Se despertó temprano y sin hacer ningún ruido, armó dos bolsos ligeros y los subió al auto. Lo suficiente para dos días afuera.
Se había puesto de acuerdo con su jefe para poder faltar al trabajo ese viernes, y dejar todo listo para que no se la necesitara a Paula tampoco. Esperaba que la sorpresa fuera lo suficientemente agradable para que no se enojara tanto por tomar este tipo de decisiones sin su consentimiento.
Si, era exactamente lo que necesitaban. Y si se molestaba, ya vería la manera de solucionarlo también. Sonrió.
****
Abrió los ojos ante la luz insoportable de la mañana. El sol iba a cocinarla ese día. Suspiró y miró el reloj.
—¡¿Las ocho?! – pegó un salto. —Pedro, nos quedamos dormidos.
Pero su esposo estaba tranquilo, entrando a la habitación con una bandeja de desayuno.
—No vamos a ir hoy. – dijo como si nada.
—¡¿Qué?! – se paró y corrió al guardarropas para cambiarse. Pero estaba cerrado con llave. Sin querer alterarse demasiado, se volvió despacio y le lanzó una mirada de advertencia —Pedro…
—Nos vamos de paseo, hermosa. – le sonrió de manera arrebatadora. —En la silla te dejé ropa para el camino y todo lo que necesitas, está en el auto.
Fue hasta la silla y lo miró furiosa. Un pantalón cómodo y una camiseta sin mangas. Con esto no podía presentarse en la oficina. En realidad, no podía ni ir al kiosco. Pantalón verde y camiseta coral.
Por Dios, en qué estaría pensando.
—¿Y el trabajo? – lo miró entornando los ojos.
—Ya hablé con Gabriel, es un día… – tomó sus manos y la atrajo hasta la cama. —No nos van a extrañar.
Un día. Podía hacer eso. Le vendría bien un descanso. A los dos les vendría bien.
—¿Dónde vamos? – preguntó mientras tomaba el té de hierbas al que se había acostumbrado en lugar de café.
—A relajarnos. – Pedro miró su reloj. —Salimos en una hora.
Ella asintió.
Debería haber sabido que su esposo tenía algo planeado para el fin de semana de San Valentín.
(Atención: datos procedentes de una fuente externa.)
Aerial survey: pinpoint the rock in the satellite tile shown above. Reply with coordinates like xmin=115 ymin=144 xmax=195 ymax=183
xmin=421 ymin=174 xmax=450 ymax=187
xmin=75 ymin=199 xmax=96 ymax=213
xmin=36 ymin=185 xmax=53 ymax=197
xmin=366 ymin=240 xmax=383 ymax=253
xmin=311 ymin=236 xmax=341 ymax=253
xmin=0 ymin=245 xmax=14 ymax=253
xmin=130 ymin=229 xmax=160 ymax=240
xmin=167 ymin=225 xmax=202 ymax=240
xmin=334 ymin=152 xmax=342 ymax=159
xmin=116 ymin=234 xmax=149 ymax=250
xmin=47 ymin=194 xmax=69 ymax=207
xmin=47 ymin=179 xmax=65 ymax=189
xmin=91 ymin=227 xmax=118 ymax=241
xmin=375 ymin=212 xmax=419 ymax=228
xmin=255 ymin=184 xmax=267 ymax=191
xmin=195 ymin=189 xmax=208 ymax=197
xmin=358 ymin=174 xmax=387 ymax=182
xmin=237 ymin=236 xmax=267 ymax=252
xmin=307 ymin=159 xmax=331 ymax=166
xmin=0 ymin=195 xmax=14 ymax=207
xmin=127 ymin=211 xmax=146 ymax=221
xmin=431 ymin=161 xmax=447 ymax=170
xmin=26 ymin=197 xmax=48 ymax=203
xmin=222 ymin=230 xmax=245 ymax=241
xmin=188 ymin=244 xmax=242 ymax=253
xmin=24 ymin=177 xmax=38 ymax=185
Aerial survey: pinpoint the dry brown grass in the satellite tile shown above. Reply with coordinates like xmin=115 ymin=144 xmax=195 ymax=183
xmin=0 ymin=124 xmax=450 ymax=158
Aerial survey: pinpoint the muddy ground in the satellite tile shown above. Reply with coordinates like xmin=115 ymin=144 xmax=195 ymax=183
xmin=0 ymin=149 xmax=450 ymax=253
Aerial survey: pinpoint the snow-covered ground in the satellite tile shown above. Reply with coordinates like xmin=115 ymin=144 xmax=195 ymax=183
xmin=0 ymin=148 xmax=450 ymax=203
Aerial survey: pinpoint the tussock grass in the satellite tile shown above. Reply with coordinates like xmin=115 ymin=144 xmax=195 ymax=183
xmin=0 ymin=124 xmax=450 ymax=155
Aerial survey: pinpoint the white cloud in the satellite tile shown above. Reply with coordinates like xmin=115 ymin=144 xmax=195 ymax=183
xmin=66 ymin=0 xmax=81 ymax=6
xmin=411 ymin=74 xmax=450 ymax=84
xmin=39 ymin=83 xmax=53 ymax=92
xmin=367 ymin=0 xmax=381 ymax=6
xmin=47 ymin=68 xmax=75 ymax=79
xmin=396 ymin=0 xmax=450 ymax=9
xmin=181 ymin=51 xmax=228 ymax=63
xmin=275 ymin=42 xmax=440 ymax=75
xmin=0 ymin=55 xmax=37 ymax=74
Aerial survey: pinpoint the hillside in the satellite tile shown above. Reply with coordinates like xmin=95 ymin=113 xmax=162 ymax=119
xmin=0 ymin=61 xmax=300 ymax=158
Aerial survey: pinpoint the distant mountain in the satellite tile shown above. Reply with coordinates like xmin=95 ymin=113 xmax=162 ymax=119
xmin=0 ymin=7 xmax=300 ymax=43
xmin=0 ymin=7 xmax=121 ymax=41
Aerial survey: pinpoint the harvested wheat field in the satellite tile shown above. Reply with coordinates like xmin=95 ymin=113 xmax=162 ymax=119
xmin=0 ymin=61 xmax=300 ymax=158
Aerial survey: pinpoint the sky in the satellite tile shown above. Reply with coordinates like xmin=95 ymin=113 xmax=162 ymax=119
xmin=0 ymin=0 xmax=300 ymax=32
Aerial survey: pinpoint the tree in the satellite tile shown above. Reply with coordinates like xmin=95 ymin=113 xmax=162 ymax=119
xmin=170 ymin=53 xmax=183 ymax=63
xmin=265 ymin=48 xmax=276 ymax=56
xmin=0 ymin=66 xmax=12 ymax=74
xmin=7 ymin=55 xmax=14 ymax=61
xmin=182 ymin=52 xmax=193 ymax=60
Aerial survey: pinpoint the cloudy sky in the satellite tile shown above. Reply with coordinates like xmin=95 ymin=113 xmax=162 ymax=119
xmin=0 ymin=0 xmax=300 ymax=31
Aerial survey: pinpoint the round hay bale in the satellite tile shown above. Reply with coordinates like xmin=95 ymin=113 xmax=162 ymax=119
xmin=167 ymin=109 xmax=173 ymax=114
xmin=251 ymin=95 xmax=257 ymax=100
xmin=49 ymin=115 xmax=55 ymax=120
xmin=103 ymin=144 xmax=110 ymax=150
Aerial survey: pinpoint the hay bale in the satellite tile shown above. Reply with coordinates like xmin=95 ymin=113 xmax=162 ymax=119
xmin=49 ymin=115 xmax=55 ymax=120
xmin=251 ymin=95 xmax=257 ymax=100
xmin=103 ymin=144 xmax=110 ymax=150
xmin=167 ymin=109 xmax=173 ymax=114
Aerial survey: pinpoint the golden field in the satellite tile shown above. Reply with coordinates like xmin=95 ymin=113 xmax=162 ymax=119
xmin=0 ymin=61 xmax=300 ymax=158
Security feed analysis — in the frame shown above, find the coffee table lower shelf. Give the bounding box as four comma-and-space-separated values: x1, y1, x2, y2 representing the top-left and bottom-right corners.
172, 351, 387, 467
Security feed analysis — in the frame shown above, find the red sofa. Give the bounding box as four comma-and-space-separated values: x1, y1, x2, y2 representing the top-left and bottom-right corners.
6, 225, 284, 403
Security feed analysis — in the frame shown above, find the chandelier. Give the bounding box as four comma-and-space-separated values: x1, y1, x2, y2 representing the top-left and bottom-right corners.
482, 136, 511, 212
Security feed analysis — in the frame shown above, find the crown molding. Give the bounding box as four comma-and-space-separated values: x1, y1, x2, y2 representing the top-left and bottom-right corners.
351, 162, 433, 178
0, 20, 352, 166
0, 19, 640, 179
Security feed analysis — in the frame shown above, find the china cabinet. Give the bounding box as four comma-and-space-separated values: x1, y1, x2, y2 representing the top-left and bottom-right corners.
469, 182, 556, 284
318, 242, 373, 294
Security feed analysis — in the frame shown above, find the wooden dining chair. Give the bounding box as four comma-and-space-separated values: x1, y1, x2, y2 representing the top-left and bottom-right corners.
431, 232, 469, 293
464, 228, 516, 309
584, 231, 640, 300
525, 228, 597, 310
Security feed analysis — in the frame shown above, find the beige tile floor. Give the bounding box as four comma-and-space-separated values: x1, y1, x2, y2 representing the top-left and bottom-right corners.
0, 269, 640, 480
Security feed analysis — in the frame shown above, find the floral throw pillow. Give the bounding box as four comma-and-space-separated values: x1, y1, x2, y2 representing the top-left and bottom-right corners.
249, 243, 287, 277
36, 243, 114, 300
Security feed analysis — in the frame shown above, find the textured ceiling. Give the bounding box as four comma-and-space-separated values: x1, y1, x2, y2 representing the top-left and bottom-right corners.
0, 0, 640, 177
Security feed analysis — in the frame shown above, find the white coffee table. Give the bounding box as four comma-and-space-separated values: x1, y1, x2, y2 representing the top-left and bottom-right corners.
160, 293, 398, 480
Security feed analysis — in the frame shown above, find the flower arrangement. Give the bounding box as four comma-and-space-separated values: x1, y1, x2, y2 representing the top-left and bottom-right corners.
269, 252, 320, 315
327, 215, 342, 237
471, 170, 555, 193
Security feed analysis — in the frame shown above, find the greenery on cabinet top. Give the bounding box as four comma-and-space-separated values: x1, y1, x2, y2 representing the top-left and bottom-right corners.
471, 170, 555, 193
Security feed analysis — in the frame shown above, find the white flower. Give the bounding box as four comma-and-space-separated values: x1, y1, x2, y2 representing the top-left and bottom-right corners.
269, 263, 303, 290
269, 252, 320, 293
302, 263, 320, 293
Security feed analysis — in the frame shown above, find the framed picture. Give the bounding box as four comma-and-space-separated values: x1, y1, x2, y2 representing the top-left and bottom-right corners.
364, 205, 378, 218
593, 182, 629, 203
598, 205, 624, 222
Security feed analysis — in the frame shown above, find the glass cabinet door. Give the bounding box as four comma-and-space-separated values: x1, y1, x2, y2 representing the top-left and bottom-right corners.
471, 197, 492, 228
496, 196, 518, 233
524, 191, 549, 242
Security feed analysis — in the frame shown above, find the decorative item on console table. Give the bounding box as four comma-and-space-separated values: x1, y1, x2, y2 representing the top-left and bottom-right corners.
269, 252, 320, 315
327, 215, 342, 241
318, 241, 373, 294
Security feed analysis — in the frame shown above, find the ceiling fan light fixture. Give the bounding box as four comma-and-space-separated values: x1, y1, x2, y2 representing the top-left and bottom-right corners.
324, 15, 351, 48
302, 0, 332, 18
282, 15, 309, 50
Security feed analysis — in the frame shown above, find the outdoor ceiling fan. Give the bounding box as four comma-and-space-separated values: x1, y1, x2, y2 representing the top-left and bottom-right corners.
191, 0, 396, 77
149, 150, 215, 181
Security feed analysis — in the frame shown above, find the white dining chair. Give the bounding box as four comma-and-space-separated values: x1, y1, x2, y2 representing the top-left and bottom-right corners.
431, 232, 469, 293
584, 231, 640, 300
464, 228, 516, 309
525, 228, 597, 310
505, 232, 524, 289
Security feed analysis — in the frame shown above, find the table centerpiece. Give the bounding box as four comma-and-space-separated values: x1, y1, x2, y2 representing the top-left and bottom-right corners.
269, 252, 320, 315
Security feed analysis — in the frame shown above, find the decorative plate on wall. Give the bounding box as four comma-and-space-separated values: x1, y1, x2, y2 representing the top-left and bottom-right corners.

Era típico de él. Es que había estado tan ocupada, que se le había ido de la mente por completo.
Sonrió y acercándose se abrazó con fuerza a su cuello.
—Gracias, mi amor. – él sonrió también y la besó.
****
Llegaron al hotel justo a tiempo para hacer el check in. Ya había avisado cuando hizo las reservas, que podían atrasarse, ya que su esposa estaba embarazada y necesitarían más tiempo para llegar.
Quedaba cerca de Luján, a una hora de viaje. Pero les había llevado dos, porque Paula necesitaba ir al baño cada quince minutos. El bebé le apretaba la vejiga y no retenía ni un vaso de agua.
Era una especie de complejo con cabañas privadas, con una común en donde se encontraba el Spa. Rodeados de verde hacia donde se mirara, era el lugar perfecto para descansar. Lo único que se veía en el horizonte eran árboles, y más árboles. Estaban como aislados del mundo.
Pero relativamente cerca, por las dudas.
Sabía, por lo que había leído, que en el tercer trimestre del embarazo había que estar siempre listo, y preparados por cualquier emergencia que pudiera surgir. No creía que el parto fuera a adelantarse, pero tampoco iba a correr el riesgo. Una hora de viaje era lo máximo que se iba a alejar.
Miró a Paula mientras bajaban del auto y sonrió. Tenía la boca abierta.
—Pedro, este lugar es… – señaló impresionada. —increíble…
—Sabía que te iba a gustar. – se colgó los bolsos al brazo y con el otro, la sujetó por la cintura guiándola a la recepción.
****
Se imaginó que iban a ponerse a hacer todo tipo de actividades apenas estuvieran ubicados, pero no.
Pedro había programado un masaje para después de las tres de la tarde, y eso les daba tiempo para descansar y almorzar antes.
Se imaginó que estaría cansada por el viaje, y que de tanto estar sentada en el auto le iban a doler los pies. Había pensado en todo.
No hizo falta ni que dijera una palabra. Se quitaron la ropa y mientras se envolvían en los brazos del otro, se quedaron dormidos profundamente por horas.
Sin presiones, sin teléfono enloqueciéndola, lejos del calor de la ciudad. En esa habitación de hotel fresca y con todas las cortinas cerradas en medio del silencio, durmió como hacía siete meses que no hacía.
Más tarde, comieron en el jardín y descansaron frente al lago hasta que fuera hora del masaje.
Un masaje de parejas que su esposo había pagado para que los mimaran. A él le trataban la espalda, recostado boca abajo en una camilla, y ella sentada mientras le masajeaban manos y pies.
Algo que se suponía que tenía que ser relajante, y para estar en armonía, la había vuelto loca.
Tenía a Pedro ahí, en la camilla del lado, desnudo, apenas tapado por una toalla que dejaba poquísimo a la imaginación, y cubierto de aceite para aromaterapia.
Hacía un par de días, que ya sea porque ella no estaba de humor, o por lo ocupados que estaban, que no tenían sexo.
Y verlo ahí, oliendo tan bien, empezaba a subirle la temperatura. Quería arrancarle los pelos a la muchacha que lo estaba toqueteando. En serio, parecía que estaba pasándosela genial mientras le acariciaba los músculos a su chico. Masaje de parejas. ¿A quién se le ocurría que podía ser algo terapéutico estar en una habitación presenciando como alguien ponía las manos sobre su marido?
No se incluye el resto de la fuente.